Algumas gerações, entre elas a minha, vivenciou o maior avanço tecnológico já ocorrido na história da humanidade. Nada, no passado, se iguala ao que a humanidade produziu em ciência e conhecimento nos últimos 30-40 anos. Nesse avanço, destaca-se o desenvolvimento da tecnologia de informação.
Observamos e experimentamos com ele o conforto, o avanço das pesquisas médicas, aumentamos o conhecimento produzido, agilizamos os processos industriais e o comércio, estreitamos a relação e cooperação entre as nações e ampliamos as perspectivas de avançarmos estudando a vida e o universo.

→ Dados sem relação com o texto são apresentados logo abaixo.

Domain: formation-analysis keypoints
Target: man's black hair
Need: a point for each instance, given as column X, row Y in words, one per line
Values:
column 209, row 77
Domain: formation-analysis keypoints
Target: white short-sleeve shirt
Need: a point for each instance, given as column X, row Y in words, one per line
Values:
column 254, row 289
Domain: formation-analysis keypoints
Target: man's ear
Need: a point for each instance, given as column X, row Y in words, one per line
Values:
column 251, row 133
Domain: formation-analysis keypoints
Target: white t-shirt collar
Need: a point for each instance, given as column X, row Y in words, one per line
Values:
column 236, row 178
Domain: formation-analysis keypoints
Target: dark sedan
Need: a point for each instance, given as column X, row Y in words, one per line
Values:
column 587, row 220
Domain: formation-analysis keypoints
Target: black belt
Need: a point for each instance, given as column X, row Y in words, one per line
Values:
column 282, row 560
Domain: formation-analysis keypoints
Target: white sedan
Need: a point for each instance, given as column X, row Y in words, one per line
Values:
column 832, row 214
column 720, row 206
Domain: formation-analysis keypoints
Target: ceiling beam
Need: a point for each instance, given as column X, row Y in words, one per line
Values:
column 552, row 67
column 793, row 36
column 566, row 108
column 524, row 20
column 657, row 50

A tecnologia permite, com ações bem planejadas e através da sua vertente da informação, reduzir as diferenças sociais, permitindo que barreiras existentes na aquisição do conhecimento possam ser prontamente derrubadas. Entretanto, por ainda faltar sensibilidade social, cultural e política, parcelas significativas da população mundial ainda dependem de ações governamentais para saírem da exclusão cibernética.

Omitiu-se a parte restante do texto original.